Но она все равно подчинялась и уже шла с ним рядом, поминутно задерживая шаг, приостанавливаясь и оглядываясь на удаляющееся надгробие с фотографией отца и видневшийся за деревьями огромный холм из венков и цветов над свежей, только что навеки закрывшейся могилой на той же кладбищенской аллее — в сотне шагов подальше.
Они медленно шли рядом. Он не пытался взять ее под руку, был строг и печально-серьезен, но она чувствовала как будто шедшее от него излучение несокрушимой властной энергии.
— Я пригласил бы вас на наши поминки, но... и это, знаете, тоже, говорят, дурная примета. Чужой пир, чужое похмелье, чужая тризна...
— Почему вы уверены, что я поехала бы с вами? — вдруг на мгновение словно очнулась и вырвалась из его флюидов Наташа.
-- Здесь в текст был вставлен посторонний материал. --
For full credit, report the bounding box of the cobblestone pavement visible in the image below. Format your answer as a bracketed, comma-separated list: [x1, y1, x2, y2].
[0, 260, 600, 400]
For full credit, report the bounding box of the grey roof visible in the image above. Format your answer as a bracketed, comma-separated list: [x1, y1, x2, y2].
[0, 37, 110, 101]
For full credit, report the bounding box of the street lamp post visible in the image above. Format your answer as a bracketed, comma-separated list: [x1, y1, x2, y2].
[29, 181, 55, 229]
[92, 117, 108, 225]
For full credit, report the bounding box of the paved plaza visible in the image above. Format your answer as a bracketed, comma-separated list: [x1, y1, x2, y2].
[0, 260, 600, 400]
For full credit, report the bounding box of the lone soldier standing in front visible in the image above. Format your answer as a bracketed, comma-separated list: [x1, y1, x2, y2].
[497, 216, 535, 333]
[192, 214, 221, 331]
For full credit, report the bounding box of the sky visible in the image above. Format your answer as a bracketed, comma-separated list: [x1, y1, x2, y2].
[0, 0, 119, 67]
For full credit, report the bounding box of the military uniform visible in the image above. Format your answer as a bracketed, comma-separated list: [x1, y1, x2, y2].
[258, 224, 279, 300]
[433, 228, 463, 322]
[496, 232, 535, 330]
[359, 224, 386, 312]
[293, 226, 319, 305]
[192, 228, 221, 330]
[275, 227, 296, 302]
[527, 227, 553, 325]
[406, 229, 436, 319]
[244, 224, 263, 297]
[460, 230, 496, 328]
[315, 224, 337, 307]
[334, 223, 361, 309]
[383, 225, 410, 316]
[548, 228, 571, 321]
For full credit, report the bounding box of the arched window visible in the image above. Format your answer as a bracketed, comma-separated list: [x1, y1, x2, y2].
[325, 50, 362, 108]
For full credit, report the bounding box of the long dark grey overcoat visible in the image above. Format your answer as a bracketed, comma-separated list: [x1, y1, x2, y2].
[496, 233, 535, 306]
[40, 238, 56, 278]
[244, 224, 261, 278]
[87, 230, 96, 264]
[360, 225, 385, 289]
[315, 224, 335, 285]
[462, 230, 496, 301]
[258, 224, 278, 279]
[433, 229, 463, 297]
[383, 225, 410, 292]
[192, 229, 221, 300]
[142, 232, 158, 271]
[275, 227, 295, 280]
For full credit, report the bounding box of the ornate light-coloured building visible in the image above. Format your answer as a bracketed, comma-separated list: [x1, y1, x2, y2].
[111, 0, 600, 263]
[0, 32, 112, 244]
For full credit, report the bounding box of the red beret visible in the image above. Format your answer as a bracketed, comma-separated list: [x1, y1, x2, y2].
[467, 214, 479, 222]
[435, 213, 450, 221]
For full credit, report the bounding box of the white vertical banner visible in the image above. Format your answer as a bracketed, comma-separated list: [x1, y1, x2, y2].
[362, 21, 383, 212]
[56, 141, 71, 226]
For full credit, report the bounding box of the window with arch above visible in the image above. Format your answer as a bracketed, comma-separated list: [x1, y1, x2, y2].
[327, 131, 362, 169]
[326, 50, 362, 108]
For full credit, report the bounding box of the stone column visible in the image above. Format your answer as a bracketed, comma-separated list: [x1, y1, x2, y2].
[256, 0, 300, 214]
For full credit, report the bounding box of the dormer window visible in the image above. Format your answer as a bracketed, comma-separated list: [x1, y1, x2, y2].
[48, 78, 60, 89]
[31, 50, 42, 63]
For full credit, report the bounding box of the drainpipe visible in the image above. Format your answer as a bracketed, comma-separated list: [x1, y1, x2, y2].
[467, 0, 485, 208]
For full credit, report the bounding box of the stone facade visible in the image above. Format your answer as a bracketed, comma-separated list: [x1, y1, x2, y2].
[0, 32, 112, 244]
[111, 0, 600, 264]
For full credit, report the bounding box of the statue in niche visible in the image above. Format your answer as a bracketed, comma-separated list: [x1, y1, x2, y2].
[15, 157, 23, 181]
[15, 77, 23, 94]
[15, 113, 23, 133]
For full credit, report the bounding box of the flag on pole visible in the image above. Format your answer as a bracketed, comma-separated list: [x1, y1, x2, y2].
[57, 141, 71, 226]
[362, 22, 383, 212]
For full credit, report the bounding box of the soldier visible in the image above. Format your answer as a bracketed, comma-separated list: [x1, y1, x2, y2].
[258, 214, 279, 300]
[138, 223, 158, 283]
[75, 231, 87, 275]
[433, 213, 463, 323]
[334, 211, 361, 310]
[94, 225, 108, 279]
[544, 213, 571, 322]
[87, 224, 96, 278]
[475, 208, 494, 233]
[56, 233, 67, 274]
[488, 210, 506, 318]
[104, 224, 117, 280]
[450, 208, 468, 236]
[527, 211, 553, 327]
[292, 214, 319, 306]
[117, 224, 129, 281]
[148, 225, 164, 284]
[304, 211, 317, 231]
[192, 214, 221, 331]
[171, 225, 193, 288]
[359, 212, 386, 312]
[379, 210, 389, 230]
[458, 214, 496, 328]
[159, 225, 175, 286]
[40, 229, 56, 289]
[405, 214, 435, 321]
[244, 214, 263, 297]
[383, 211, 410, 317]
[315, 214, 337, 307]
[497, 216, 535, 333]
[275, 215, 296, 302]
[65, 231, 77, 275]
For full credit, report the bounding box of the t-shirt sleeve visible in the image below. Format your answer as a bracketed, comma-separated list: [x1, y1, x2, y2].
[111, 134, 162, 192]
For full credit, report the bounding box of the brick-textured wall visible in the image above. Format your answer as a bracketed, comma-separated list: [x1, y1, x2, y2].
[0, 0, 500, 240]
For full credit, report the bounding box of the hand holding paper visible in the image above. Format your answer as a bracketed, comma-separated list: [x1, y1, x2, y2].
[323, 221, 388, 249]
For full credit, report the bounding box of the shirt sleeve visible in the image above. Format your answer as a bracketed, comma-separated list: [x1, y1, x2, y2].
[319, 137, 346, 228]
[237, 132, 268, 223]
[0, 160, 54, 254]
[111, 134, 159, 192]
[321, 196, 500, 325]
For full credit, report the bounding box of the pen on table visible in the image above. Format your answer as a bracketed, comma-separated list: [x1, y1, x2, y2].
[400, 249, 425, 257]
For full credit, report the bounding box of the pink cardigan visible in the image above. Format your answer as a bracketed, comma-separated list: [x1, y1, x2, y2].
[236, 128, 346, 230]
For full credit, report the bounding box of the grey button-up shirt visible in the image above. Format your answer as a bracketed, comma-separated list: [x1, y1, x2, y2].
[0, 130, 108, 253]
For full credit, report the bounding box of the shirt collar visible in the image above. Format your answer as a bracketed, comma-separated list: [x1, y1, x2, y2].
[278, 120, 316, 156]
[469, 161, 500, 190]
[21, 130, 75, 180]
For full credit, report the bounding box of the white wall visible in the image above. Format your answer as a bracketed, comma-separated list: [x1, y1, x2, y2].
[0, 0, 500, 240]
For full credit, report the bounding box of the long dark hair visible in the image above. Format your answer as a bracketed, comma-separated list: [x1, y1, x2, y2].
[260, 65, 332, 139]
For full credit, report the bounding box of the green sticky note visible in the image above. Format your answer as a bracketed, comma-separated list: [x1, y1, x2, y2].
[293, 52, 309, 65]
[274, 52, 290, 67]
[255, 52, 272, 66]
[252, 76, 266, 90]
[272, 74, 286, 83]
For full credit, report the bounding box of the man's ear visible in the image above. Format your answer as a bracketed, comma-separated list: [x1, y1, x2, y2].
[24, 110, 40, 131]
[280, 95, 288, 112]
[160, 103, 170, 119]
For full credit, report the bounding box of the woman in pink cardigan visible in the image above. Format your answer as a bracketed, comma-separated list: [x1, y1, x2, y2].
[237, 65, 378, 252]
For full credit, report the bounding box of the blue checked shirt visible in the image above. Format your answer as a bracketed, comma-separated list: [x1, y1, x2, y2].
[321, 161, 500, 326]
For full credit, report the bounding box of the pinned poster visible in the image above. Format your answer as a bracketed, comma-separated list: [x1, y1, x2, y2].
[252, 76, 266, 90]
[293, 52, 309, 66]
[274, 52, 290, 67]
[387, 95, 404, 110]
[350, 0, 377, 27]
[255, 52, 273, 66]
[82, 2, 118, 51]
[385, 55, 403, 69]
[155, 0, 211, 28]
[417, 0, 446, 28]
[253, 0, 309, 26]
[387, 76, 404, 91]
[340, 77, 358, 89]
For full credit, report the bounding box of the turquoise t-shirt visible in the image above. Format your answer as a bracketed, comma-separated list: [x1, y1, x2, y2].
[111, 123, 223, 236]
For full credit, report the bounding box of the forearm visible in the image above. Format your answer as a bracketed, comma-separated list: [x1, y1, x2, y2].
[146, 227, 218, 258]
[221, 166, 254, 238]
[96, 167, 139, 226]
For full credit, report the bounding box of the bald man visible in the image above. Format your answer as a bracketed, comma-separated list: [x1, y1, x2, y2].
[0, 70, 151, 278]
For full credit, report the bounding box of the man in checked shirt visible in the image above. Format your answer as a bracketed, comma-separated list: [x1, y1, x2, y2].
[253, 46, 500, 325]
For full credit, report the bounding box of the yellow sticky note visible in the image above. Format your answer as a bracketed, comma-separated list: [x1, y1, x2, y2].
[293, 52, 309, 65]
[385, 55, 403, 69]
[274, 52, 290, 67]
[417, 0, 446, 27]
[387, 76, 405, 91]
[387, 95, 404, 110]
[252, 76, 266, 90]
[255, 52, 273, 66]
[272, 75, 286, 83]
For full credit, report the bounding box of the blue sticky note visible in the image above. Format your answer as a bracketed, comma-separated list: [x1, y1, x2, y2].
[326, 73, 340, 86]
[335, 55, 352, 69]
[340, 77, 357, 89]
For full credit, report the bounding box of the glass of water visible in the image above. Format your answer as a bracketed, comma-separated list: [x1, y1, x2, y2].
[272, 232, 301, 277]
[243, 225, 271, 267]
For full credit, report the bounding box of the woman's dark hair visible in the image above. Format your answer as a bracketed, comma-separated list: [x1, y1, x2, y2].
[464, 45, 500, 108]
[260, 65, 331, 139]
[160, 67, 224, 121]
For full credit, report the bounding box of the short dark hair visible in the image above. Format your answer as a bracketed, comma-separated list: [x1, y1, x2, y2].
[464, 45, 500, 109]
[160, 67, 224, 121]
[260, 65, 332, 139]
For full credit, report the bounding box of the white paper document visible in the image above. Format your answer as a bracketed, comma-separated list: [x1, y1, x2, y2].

Это был странный человек. Что-то невольно влекло и притягивало к нему и в то же время что-то останавливало, словно отпугивало, как будто какая- то пропасть приоткрывалась вдруг. Но она не могла объяснить ни того ни другого, все было на уровне безотчетных подсознательных ощущений. Она вгляделась пристальней в того, кто шел рядом. Он был красив и могуч, в загорелом лице чувствовались ум, дерзость и отвага. И еще — что было важнее всего — рядом с ним, быть может, только на доли секунды, но хватило и их, она впервые со дня смерти отца ощутила себя в поле какой-то несокрушимой, надежной защищенности.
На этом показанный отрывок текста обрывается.